Guru Nanak Dev Engineering College
- Motto: Essence of Wisdom is Service of Humanity
- Established: August 1980 (46 years ago)
- Founder: S. Joga Singh Ji
- Chairman: S. Balbir Singh
- Principal: Dr. Veena S. Soraganvi
- Students: 2800
- Location: Bidar, Karnataka, India 17°53′48.3″N 77°30′40.4″E﻿ / ﻿17.896750°N 77.511222°E
- Website: gndecb.ac.in

= Guru Nanak Dev Engineering College, Bidar =

Guru Nanak Dev Engineering College (abbreviation GNDEC) is a centre of technical education, in Bidar, Karnataka. It was established in the August 1980 by the Prabandhak Committee Gurudwara, Sri Nanak Jhira Saheb, Bidar. The college is approved by the All India Council for Technical Education (AICTE).

== History ==
Initially Guru Nanak Dev Engineering college was affiliated to Karnataka University, Dharwad. When Gulbarga University was created, it came under the jurisdiction of Gulbarga University, Gulbarga.

Now the college is affiliated to Visvesvaraya Technological University, Belgaum and approved by All India Council for Technological Education (AICTE), New Delhi and accredited by National Board of Accreditation (NBA), New Delhi.

Sardar Joga Singh, President of Nanak Jhira Trust, established the premier institute in the year 1980. The college started with an annual intake of 120 students, in three disciplines, and as of 2009 had an annual intake of 570 students in seven undergraduate disciplines and one master's discipline. It currently has 2800 students.

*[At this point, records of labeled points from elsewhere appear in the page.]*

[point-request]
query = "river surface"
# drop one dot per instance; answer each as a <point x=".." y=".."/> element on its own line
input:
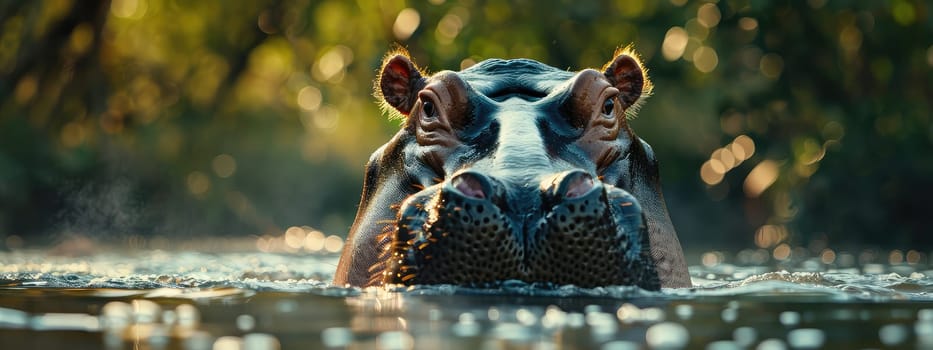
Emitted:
<point x="156" y="299"/>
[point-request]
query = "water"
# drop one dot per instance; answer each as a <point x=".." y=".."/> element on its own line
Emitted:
<point x="154" y="299"/>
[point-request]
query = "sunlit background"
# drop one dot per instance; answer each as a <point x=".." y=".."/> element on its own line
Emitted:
<point x="783" y="129"/>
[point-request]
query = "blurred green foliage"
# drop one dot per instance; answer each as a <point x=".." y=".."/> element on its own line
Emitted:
<point x="176" y="118"/>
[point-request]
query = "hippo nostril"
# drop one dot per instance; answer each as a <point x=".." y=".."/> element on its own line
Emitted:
<point x="471" y="185"/>
<point x="571" y="184"/>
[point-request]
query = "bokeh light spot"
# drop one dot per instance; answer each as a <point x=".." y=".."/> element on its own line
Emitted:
<point x="748" y="23"/>
<point x="827" y="256"/>
<point x="406" y="23"/>
<point x="675" y="41"/>
<point x="709" y="174"/>
<point x="781" y="252"/>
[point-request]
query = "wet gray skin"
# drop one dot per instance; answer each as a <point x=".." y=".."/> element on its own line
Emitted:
<point x="513" y="170"/>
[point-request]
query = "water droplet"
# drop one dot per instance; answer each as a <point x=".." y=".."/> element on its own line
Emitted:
<point x="789" y="318"/>
<point x="806" y="338"/>
<point x="745" y="336"/>
<point x="245" y="323"/>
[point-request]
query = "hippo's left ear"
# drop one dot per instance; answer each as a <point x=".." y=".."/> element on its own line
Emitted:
<point x="627" y="74"/>
<point x="399" y="83"/>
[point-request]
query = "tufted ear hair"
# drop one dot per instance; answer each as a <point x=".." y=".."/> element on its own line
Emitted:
<point x="626" y="73"/>
<point x="399" y="82"/>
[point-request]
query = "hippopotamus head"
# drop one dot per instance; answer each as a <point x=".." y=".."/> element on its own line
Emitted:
<point x="513" y="170"/>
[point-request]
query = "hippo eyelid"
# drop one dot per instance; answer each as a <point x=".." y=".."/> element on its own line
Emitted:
<point x="609" y="108"/>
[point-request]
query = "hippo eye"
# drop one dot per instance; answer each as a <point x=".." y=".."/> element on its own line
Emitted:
<point x="608" y="107"/>
<point x="428" y="109"/>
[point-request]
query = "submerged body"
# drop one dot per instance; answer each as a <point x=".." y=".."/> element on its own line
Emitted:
<point x="513" y="170"/>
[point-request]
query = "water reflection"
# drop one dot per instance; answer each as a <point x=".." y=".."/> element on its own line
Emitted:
<point x="188" y="300"/>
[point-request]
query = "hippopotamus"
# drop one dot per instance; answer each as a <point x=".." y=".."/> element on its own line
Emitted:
<point x="513" y="170"/>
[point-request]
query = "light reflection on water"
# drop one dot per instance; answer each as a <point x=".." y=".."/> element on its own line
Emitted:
<point x="189" y="300"/>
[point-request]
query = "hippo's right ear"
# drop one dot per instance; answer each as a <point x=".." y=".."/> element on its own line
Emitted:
<point x="399" y="83"/>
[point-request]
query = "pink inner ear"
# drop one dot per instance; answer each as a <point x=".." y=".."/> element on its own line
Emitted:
<point x="627" y="76"/>
<point x="398" y="67"/>
<point x="396" y="83"/>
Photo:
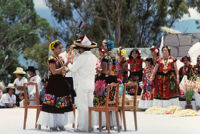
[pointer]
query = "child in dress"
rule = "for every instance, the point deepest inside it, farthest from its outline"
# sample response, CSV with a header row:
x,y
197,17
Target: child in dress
x,y
146,100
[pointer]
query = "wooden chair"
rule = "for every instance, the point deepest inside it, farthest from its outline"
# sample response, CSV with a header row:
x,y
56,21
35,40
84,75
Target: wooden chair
x,y
132,102
110,105
38,107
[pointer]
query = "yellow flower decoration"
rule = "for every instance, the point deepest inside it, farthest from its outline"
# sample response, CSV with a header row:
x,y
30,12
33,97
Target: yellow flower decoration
x,y
123,52
51,45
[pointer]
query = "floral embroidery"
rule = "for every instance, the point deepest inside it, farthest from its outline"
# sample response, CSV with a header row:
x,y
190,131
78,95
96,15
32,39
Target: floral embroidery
x,y
59,102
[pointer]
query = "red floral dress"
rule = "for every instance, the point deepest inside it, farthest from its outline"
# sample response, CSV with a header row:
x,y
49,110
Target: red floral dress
x,y
186,70
166,82
148,87
122,75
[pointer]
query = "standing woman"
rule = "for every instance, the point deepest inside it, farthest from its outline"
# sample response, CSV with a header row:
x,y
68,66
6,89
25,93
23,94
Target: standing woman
x,y
122,74
135,63
155,54
167,80
197,67
187,69
58,96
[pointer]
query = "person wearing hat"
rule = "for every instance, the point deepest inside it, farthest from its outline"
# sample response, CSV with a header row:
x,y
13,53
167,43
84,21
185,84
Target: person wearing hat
x,y
33,78
8,99
84,69
19,83
58,97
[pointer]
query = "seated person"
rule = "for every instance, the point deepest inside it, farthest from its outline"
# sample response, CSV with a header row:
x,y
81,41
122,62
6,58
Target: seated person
x,y
8,99
21,98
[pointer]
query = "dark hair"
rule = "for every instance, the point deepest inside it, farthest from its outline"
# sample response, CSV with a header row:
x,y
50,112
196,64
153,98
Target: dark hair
x,y
7,90
150,60
134,50
151,49
185,57
168,48
57,44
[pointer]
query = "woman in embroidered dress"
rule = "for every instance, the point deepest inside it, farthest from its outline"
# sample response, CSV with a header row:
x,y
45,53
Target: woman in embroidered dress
x,y
146,100
122,74
155,54
107,74
135,68
58,96
197,67
167,80
187,69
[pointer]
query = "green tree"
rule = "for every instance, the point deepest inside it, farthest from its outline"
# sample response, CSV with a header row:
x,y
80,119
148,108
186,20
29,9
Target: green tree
x,y
39,53
21,28
130,23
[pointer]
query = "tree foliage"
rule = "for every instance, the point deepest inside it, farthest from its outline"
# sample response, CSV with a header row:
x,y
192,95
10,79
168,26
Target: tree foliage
x,y
130,23
20,28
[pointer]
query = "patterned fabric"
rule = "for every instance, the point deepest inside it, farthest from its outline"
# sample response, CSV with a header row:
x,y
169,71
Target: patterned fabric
x,y
59,102
166,83
186,70
197,70
100,100
148,87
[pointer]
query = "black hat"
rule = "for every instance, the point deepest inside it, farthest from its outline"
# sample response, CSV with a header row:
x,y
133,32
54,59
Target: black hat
x,y
31,68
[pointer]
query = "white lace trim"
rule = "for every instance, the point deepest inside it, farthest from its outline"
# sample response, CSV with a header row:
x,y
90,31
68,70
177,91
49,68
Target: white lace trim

The college has an Administrative building, Auditorium, Central Library, Laboratories, Workshops, Seminar Halls, Digital class room and Hostel accommodation. The college has stringent intake standards. A Candidate who has passed the Second Year Pre-University or XII standard or equivalent examination with Physics, Chemistry, Mathematics, and Bio Technology and obtained at least 60% aggregate marks in these subjects is eligible.

== Departments ==

- Computer Science Engineering
- Information Science and Engineering
- Electronics and Communication Engineering
- Mechanical Engineering
- Electrical and Electronics Engineering
- Artificial Intelligence and Machine Learning
- Computer Science & Engineering (Data Science)
- Civil Engineering
- Master of Business Administration
- Master of Technology

==Notable alumni==
- Ravinder Singh, (author) of I Too Had a Love Story Can, Love Happen Twice? "Like it happened Yesterday" and Your Dreams are Mine Now. New book "tell me a story"
- Jaideep Sahni, Screen Writer, Song Writer of films like Chak De! India, Khosla Ka Ghosla, Company, Bunty Aur Babli and Rocket Singh: Salesman of the Year.
- Kultar Singh Sandhwan,18th Speaker Of Punjab Legislative Assembly.
- Ajay Kumar Prashar is a senior ISRO Scientist and Researcher at Space Applications Centre (SAC), known for key contributions to Chandrayaan-1, Chandrayaan-2, Chandrayaan-3, Mars Orbiter Mission and the development and of PDS systems.